Morgen wird Georg Schumacher Fakten und Hintergründe zu der historischen Gasbeleuchtung im aufstrebenden Gründerzeit- und Arbeiterviertel vermitteln. Die Veranstaltung wird rund 90 Minuten dauern, auch sämtliche Bezirksvertreter und Ratsmitglieder aus dem Stadtbezirk 3 wurden eingeladen.

"Wir möchten insbesondere deutlich machen, dass es sich bei den Gaslaternen nicht um schnöde technische Lichtquellen handelt, sondern um ein wichtiges Stück Stadtgeschichte. Gerade in Oberbilk kann man sehr gut sehen, wie sich Bebauung und Gasbeleuchtung zu einem stimmigen Ensemble ergänzen. Dies möchten wir auch der Politik für die weitere Diskussion mit auf den Weg geben", erklärt Mit-Initiatorin Carolyn Eickelkamp.
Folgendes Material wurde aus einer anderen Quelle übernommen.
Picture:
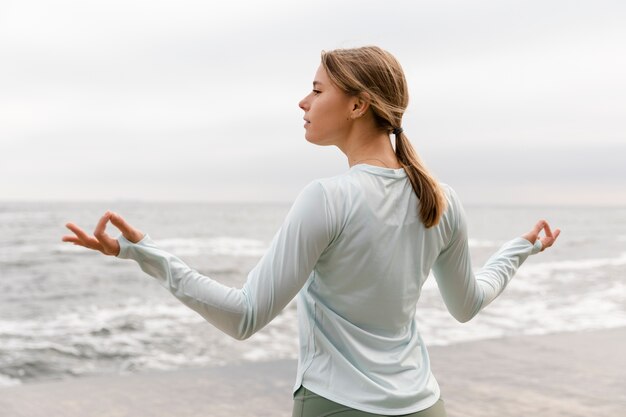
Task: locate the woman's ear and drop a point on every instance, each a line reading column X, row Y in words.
column 360, row 105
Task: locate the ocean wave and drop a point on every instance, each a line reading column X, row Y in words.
column 7, row 381
column 231, row 246
column 573, row 264
column 478, row 243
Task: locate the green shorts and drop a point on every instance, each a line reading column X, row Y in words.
column 309, row 404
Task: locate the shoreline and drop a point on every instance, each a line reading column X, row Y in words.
column 563, row 374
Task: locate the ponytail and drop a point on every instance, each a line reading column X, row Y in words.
column 429, row 193
column 374, row 71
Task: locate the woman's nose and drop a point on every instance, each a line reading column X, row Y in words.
column 303, row 104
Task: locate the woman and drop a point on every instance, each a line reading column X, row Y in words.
column 355, row 248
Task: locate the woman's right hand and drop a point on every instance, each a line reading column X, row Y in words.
column 100, row 240
column 547, row 240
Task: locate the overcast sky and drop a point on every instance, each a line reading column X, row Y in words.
column 512, row 102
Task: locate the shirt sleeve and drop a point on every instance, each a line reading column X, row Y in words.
column 270, row 285
column 464, row 292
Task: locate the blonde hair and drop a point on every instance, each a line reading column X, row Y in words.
column 377, row 75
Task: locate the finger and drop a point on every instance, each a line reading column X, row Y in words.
column 100, row 229
column 547, row 230
column 70, row 239
column 80, row 233
column 86, row 240
column 538, row 227
column 129, row 232
column 110, row 246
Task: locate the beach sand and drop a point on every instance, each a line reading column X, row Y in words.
column 567, row 374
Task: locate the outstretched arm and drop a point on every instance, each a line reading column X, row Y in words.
column 464, row 292
column 269, row 287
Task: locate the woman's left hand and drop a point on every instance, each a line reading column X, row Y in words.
column 100, row 240
column 547, row 240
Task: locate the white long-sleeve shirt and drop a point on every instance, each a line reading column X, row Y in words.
column 354, row 251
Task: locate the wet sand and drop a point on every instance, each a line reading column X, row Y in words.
column 568, row 374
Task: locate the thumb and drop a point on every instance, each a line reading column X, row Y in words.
column 129, row 232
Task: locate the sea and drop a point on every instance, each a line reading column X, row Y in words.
column 67, row 312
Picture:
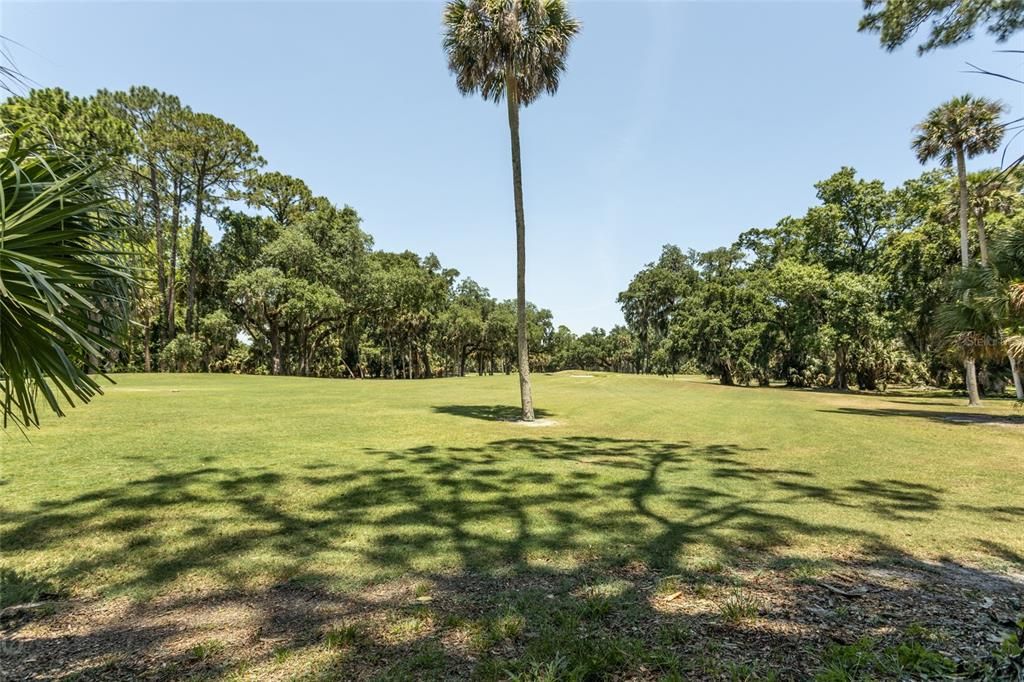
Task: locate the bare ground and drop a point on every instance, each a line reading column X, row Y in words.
column 780, row 620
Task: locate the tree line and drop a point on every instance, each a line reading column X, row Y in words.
column 293, row 286
column 864, row 289
column 854, row 292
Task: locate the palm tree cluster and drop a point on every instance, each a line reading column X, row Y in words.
column 956, row 130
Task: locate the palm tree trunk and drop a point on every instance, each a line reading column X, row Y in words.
column 970, row 372
column 1018, row 384
column 512, row 99
column 982, row 239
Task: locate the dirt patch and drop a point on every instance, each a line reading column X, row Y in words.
column 457, row 626
column 536, row 424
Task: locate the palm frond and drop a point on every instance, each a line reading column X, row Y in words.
column 65, row 286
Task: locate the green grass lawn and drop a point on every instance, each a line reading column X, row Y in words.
column 174, row 484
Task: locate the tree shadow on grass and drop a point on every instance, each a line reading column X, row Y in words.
column 942, row 417
column 491, row 413
column 536, row 553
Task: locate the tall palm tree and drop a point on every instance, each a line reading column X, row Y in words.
column 953, row 131
column 515, row 50
column 65, row 281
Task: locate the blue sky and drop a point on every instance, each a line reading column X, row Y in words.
column 677, row 122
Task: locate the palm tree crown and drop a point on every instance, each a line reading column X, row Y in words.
column 966, row 123
column 487, row 39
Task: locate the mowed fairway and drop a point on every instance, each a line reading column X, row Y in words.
column 182, row 485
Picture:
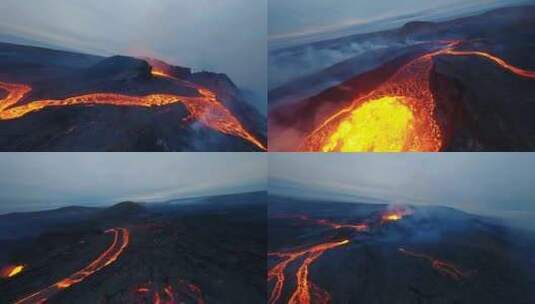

Auch bei der Mobilen Redaktion der Rheinischen Post im Zoopark vor zehn Tagen hatte sich eine Mehrzahl der Interessierten für einen Erhalt der Technik ausgesprochen. Lediglich Bezirksbürgermeister Uwe Wagner sah in den Gaslaternen eine "anachronistische Technik. Ich verstehe die emotionale Seite der Gaslaternen, will das auch nicht abtun als simple Nostalgie, aber es ist nicht zu leugnen, dass sie auf Dauer teurer sind und die Umwelt mehr belasten."